Many Voices, One Vision is an academic analysis of the international system that designates and monitors UNESCO World Heritage Sites. This analysis covers the years 1972, when the World Heritage Convention was ratified, to 2000, and focuses on the system itself. Individual World Heritage Sites are only mentioned briefly to illustrate major controversies or turning points. The authors, Cameron and Rössler, are both insiders to this system, having served in different parts of UNESCO and the World Heritage Committee. From 2006 to the present, the authors have conducted an ongoing oral history project whose narrators are key players in the World Heritage Convention system: members of States Parties (delegates that individual countries send to represent them at World Heritage Committee meetings), technical advisors from three international organizations [End Page 468] named as advisory bodies in the World Heritage Convention, and UNESCO staff. These narrators are quoted throughout the book, and an appendix lists each narrator along with a brief biography and description of his or her involvement in World Heritage. There is very little information, however, about the interviewers’ methodology. There are no lists of questions in the appendix, and while it appears from quotes and footnotes throughout the book that interviews were conducted in English and French, there is no indication of whether the services of translators or interpreters were used in the interview process. In the foreword, the authors note that they eventually plan to make the interviews from their World Heritage Oral Archives project available online at the University of Montreal and the UNESCO archives. As of this writing, the interviews are not yet online.

Several thematic threads run through this work. The World Heritage List includes natural sites, cultural sites, and mixed “cultural landscapes,” but there has been a tension throughout the years of the World Heritage Convention between the advocates and experts for natural sites and those for cultural sites, with many fewer natural sites proposed and inscribed each year than cultural sites. Similarly, in the years that this book focuses on, there was a consistent Euro-centricity to the World Heritage Committee, with European sites dominating the list and European and North American experts dominating proceedings. At various points during the twenty-eight years in question there were initiatives to diversify the list, although political pressures pushed in the opposite direction.

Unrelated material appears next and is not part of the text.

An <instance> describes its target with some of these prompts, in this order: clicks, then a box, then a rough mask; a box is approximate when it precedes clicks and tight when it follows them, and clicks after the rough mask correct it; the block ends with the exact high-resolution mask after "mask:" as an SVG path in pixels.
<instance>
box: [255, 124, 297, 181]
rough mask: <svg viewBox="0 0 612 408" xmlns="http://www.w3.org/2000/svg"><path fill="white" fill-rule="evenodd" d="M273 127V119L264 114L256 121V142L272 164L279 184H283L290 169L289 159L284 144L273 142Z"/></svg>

Another theme is the attempts to define and create metrics for assessing intangible qualities such as “authenticity,” “uniqueness,” and “universal value.” The extent to which a particular site exemplifies these intangibles determines whether or not the site is inscribed on the World Heritage List, and yet different cultures view the concepts very differently. Still another theme or trend expounded upon throughout the book is the move, in the period 1972 to 2000, from a World Heritage Committee run by technocrats in the fields of conservation, art history, preservation, and architecture to a system that is heavily influenced by diplomats and political pressures. Along with this shift, there has also been a shift from more loose criteria for inscription to a more rigorous system of reviewing nominations and monitoring sites on the list.

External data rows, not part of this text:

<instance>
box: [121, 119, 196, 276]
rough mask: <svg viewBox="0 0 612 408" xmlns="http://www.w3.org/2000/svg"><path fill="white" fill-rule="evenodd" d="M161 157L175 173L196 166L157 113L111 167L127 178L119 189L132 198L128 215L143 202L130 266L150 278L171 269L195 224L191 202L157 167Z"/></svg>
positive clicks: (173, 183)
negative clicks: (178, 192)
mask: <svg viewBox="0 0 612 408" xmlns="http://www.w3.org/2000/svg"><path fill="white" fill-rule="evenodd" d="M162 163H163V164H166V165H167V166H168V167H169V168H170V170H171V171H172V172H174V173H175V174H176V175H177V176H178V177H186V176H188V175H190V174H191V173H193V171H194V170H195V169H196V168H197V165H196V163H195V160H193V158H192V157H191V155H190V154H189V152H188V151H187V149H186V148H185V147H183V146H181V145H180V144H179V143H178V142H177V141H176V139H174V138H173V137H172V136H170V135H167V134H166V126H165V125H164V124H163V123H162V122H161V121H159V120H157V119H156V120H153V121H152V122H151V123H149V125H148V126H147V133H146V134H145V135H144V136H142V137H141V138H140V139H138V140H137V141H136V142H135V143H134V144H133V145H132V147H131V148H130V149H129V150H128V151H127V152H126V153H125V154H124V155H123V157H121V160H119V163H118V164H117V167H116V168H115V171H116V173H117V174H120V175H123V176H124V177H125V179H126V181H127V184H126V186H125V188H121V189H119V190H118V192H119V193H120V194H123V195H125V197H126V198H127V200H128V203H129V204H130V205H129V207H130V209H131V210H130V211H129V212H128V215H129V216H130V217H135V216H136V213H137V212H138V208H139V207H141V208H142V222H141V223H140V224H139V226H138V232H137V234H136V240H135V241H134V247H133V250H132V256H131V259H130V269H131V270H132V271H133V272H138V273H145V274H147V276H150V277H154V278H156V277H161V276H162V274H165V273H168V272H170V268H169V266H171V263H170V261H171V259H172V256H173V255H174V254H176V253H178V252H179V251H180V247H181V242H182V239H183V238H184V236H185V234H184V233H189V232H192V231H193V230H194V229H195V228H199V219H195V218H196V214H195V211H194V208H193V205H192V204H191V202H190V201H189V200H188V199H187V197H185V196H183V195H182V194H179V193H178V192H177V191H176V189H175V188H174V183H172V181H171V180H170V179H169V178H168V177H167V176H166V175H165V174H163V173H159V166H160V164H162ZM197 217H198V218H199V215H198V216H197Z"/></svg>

Despite the authors’ oral history project, official published UNESCO documents and meeting minutes are cited more often than narrative quotes. It is not until the last chapter of the book, “Assessment of the World Heritage System: 1972–2000,” that the oral histories truly drive the text, with multiple narrators voicing their opinions on the strengths and shortfalls of the World Heritage System.

In the final analysis, Many Voices, One Vision is a narrow book. Cameron and Rössler’s focus on the diplomatic and administrative aspects of the world [End Page 469] heritage system means this work will primarily be of interest to scholars of international cooperation.